İŞ DÜNYASININ EN ÖNEMLİ GÜNDEM MADDESİ OLMAYA DEVAM EDEN ENDÜSTRİ 4.0’A ENTEGRASYONDA ÖNEMLİ MESAFE KAT ETTİKLERİNİ SÖYLEYEN DİRİNLER MAKİNA GENEL MÜDÜRÜ CANAN FİDAN, “ADET VE CİRO YÜKSELTEREK DEĞİL, KATMA DEĞERLİ TEKNOLOJİ VE OTOMASYON SİSTEMLERİ ÜRETEREK BÜYÜYECEĞİZ” DİYOR.

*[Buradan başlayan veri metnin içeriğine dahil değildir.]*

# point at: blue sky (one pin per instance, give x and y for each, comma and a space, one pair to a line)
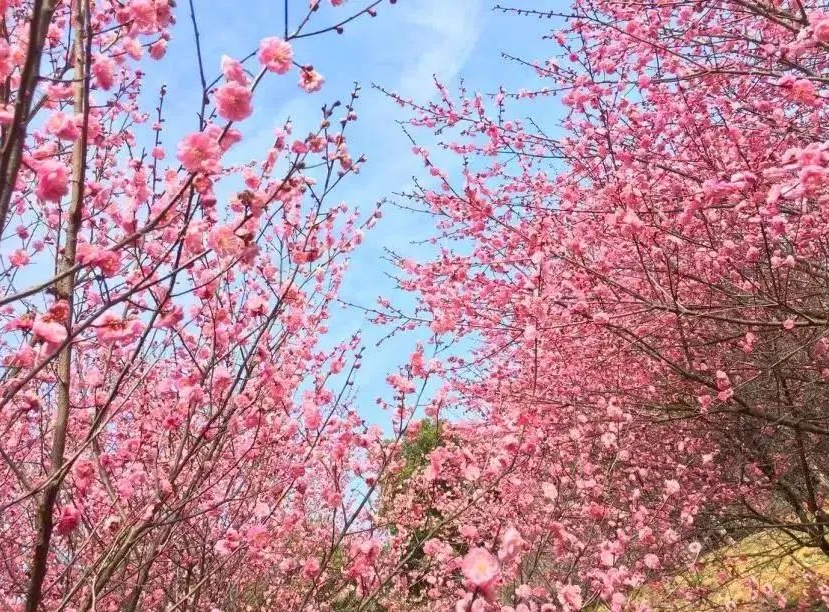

Bünyesinde makine ve ürün imalatının yapıldığı dört fabrika ile birlikte bir pazarlama firması ve şirketler grubunun ihracat ve ithalat süreçlerini organize eden bir dış ticaret firması bulunan Dirinler Şirketler Grubu, 1952 yılından bugüne sanayi ve ticari faaliyetlerini sürdürüyor. Dirinler Makina ise grubun kurucusu Cemal Dirin’in, kullanılmış preslerin tamir ve bakımını yapmak amacıyla İzmir’de bir atölye açmasıyla başladığı üretim yolculuğunda, bugün Dirinler Şirketler Grubunun lokomotif markası olarak konumlanmış durumda. Eksantrik pres, hidrolik pres, servo pres ve Türkiye’de bir ilk olarak üretilen kemik eklemli form pres üretiminde uzmanlaşan Dirinler Makina’nın geliştirdiği ürünler dövme, kesme, bükme, yüzeysel ve derin çekme, formlama ve delme işlemleriyle Türk imalat sanayisinin ihtiyacını karşılarken, dünyanın pek çok ülkesine de yıllardır ihraç ediliyor. Dirinler Makina Genel Müdürü Canan Fidan, Dirinler Makina’nın gelecek hedefini “Adet ve ciro yükselterek değil, katma değerli teknoloji ve otomasyon üniteleri üreterek büyümek” olarak açıklarken, iş dünyasının bugünlerdeki en önemli gündem maddesi olan Endüstri 4.0 konusunda ise “Endüstri 4.0’ın bizim için iki yönü var: Ürünlerimizi Endüstri 4.0’a uygun tasarlamak ve üretimimize Endüstri 4.0’ı uygulamak. Endüstri 4.0’ın getirdiği süreçleri ürünlerimize uygulamak konusunda ilk projemiz olan DrinSmart 4.0’ı tamamladık. Bu çözümümüzü standart preslerimize uygulanabilir hale getirmek için de çalışmaya devam ediyoruz. Sistem entegrasyonu tamamlandığında, Dirinler presleri gittiği her fabrikada kurulan sisteme uyum sağlayarak kendi makine ve üretim bilgilerini fabrikanın sistemine gönderebilecek durumda olacak” değerlendirmesinde bulunuyor.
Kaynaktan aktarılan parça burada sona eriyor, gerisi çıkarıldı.